– Доброе утро, сэр… дамы. – Он тронул шляпу и кивнул всем по очереди.– Вы к кому?
Феликс смахнул со лба волосы и протянул руку, старательно излучая обаяние.
– Вы, видимо, здесь недавно. Я доктор Росси. Живу на восьмом этаже.
Швейцар пожал его руку без тени удивления.
– Прошу прощения, доктор. Я начал работать, когда вы были в отъезде. Меня зовут Рэйв.
– Рад познакомиться, Рэйв. Это моя сестра Франческа Росси.
– Здравствуйте, мисс.
Франческа только кивнула, зато Аделина уверенно протянула швейцару ладонь со словами:
– Здравствуйте, Рэйв. Мы были в отъезде.
Щенячьи глаза улыбнулись, и Рэйв пустил их внутрь.

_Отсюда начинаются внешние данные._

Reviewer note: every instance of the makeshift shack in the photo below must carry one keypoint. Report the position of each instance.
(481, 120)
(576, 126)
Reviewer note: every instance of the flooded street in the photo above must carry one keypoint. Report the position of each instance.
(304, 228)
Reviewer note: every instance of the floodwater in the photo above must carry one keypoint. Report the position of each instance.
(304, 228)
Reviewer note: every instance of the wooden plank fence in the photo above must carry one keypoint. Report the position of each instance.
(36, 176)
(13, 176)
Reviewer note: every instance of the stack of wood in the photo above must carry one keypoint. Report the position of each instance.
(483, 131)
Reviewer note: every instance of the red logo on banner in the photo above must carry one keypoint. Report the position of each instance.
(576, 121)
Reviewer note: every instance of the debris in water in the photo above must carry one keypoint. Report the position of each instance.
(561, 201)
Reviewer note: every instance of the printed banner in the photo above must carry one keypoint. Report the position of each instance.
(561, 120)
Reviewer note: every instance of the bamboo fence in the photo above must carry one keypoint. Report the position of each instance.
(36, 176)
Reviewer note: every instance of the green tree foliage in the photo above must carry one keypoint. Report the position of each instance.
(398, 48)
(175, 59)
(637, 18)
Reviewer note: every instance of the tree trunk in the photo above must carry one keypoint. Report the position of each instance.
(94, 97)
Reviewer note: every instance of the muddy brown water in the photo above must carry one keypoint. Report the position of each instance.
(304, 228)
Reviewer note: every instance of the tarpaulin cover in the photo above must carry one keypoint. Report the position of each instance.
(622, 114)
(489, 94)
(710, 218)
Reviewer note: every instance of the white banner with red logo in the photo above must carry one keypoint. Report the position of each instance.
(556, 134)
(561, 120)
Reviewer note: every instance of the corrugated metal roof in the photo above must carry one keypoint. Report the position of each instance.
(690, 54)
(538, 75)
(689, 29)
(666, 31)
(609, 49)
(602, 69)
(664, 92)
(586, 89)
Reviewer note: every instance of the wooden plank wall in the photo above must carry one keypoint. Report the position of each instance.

Феликс мельком глянул направо и заметил там маленькую дверь – вход в прежнюю квартиру Сэма. Сэм как-то рассказал ему о потайной комнате, о мониторах, усилителях и магнитофонах, подключенных к микрофонам и камерам-глазкам.
Теперь там живет новый швейцар, и все оборудование, которым Сэм почти никогда не пользовался, в его распоряжении.
Когда Рэйв повернулся, чтобы вызвать для них лифт, Феликс уставился ему в затылок, чувствуя прилив ненависти.
– У вас есть багаж? – спросил, обернувшись, швейцар.
– Скоро прибудет,– ответил Феликс.– Его доставят морем.
Он заметил искру интереса в глазах Рэйва – тому явно не терпелось узнать откуда. Рано или поздно он выяснит, что багаж отправлен в Норвегии. Из Турина они переправились в Осло, а оттуда – в Лондон, заметая следы с помощью поддельных паспортов. Феликс еще перед поездкой переправил вещи в Норвегию, и теперь они плыли обратно на какой-нибудь яхте из тех, что бороздят фьорды.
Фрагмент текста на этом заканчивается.